Concerning testing for exposure to depleted uranium, Dan Fahey, legal assistant and outreach worker at Swords to Plowshares, a San Francisco veterans service organization, brings up the point the urinalysis tests will give accurate results only if they’re used within a year of exposure. That’s because, for a year, the body naturally purges most of the uranium that’s been inhaled or ingested, and after a year, although the substance remains in the bones, kidneys, and lungs, it’s not being excreted in the urine. Thus, today, this type of test is useless. [33]
Fahey also describes a 1991 incident in Kuwait during which troops were unknowingly exposed to depleted uranium:
“There was a fire in July 1991 in Doha, Kuwait, in which there were several thousand DU rounds that burned up in this very large fire. There were severe explosions for six hours. The fire raged until the following day. And through the Freedom of Information Act we learned that while this fire was going on there was an explosive ordnance disposal team that was rushed to the scene of the fire, but before they arrived they warned the commanders at the Doha base…that DU rounds were burning, that they should keep the people out of the downwind area, and that they should issue respiratory protection. And we also know that that message was never passed down to the troops. And as a result some people were exposed during the fire.” [33]

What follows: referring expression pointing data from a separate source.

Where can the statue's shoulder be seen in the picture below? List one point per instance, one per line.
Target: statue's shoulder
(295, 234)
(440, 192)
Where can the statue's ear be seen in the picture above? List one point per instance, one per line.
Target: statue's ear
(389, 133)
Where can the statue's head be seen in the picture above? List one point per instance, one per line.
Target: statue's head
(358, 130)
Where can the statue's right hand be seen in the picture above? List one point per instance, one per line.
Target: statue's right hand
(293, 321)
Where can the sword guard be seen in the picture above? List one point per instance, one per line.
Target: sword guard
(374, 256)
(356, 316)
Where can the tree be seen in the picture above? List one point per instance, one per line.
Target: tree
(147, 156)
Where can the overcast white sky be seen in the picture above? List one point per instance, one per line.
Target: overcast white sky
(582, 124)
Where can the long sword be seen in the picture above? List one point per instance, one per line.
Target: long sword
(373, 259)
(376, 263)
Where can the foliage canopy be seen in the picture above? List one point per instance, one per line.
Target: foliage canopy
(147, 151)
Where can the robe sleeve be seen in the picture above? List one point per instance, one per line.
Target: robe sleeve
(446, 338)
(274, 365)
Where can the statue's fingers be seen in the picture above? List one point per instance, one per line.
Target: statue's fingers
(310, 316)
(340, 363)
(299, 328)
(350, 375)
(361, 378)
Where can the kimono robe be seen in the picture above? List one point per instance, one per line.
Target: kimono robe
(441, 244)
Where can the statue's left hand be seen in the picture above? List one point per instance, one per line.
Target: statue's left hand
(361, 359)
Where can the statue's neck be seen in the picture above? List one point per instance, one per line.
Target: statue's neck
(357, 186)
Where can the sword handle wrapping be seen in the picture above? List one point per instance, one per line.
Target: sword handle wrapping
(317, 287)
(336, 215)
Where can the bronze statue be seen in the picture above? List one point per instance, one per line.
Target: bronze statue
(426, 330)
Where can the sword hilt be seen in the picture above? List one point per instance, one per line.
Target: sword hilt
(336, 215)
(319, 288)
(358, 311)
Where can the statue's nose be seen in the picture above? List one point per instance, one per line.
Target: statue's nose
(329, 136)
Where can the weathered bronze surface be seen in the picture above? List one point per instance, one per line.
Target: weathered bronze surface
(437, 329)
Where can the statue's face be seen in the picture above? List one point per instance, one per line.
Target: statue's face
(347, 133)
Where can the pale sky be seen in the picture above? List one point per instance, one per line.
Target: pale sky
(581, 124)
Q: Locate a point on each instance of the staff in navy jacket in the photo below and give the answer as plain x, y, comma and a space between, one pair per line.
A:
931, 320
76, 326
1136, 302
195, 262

Fahey goes on to explain that troops were exposed after the fire as well. Given no information about the presence of depleted uranium contamination, they were assigned to clean up the compound with brooms, shovels, and their hands, and were given no protection.
According to the Depleted Uranium Education Project, [34] “the fire at the U.S. Army Black Base in Doha, Kuwait, destroyed more than 660 large-caliber DU tank rounds, 9720 small-caliber DU rounds, and four M1A1 tanks with DU armor. Over 9000 pounds of DU penetrators were lost in the fire, exposing thousands of vets to airborne uranium oxides.
Despite the known health problems of vets, the U.S. Army’s report on exposures to depleted uranium at Doha has not even been released to the Presidential Advisory Committee on Gulf War Illnesses, and U.S. troops continue to be stationed at Doha.”